Surprise with Kindness

They sat on opposite sides of the room, a man and a woman, bidding on an adorable puppy at a school auction. Others dropped off, but not this duo. Back and forth until they’d one-upped the bid to several thousand dollars. This was the Wimbledon finals, and neither player was backing off the net. Finally, the fellow gave in and didn’t return the bid. Going once, going twice, sold! You know what she did? Amidst the applause, she walked across the room and presented the puppy to the competition.

Suppose you did that to the competition, with your enemy, with the boss who fired you. Suppose you surprised them with kindness. Not easy? No, it’s not. But mercy is the deepest gesture of kindness.

A Dose of Servanthood

God’s cure for the common life includes a strong dose of servanthood. Timely reminder. As you celebrate your unique design, be careful. Don’t so focus on what you love to do that you neglect what needs to be done. A 3:00 AM diaper change fits in very few sweet spots. Visiting your sick neighbor might not come naturally to you. Still, the sick need to be encouraged and diapers need changing.

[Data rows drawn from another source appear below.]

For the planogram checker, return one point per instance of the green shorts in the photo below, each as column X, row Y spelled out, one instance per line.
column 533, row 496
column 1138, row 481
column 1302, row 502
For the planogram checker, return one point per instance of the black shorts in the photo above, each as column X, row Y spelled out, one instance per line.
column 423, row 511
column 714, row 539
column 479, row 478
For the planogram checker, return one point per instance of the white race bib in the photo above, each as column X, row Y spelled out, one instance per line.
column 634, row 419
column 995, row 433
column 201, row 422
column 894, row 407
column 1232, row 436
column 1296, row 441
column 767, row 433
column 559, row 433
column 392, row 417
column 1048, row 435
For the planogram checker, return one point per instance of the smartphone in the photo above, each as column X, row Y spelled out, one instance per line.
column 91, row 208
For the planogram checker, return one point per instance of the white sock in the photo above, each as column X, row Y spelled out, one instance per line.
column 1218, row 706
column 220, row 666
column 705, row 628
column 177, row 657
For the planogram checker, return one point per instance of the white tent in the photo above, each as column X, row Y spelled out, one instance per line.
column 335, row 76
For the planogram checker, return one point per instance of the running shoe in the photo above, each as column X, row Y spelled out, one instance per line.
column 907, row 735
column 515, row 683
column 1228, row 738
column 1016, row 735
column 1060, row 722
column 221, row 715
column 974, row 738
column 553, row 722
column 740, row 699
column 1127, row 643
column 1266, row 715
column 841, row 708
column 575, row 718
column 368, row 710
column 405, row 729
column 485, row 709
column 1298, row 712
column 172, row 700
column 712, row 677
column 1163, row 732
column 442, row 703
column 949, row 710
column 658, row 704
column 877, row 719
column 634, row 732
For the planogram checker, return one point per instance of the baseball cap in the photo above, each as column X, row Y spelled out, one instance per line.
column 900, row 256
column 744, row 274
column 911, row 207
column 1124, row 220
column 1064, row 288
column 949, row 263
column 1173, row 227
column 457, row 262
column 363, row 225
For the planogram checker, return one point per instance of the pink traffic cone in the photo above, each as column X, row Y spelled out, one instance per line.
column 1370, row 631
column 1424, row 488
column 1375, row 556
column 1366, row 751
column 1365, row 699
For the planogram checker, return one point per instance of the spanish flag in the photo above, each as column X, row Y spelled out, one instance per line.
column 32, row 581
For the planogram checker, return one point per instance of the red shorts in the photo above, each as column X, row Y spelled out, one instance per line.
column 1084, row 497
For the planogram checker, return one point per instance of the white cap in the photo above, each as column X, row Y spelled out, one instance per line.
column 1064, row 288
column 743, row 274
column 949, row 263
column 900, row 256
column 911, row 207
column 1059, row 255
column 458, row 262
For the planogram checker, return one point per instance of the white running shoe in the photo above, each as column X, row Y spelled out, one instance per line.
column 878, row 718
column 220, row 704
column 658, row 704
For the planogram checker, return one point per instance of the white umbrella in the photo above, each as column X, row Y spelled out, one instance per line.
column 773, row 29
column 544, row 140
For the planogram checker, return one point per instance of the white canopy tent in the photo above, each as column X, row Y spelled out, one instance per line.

The world needs servants. People like Jesus, who did not come to be served, but to serve. He chose remote Nazareth over center-stage Jerusalem, his dad’s carpentry shop over a marble-columned palace, and three decades of anonymity over a life of popularity. He selected prayer over sleep, the wilderness over the Jordan, feisty apostles over obedient angels. I’d have gone with the angels, given the choice. Not Jesus. He picked the people. He came to serve! May we do the same.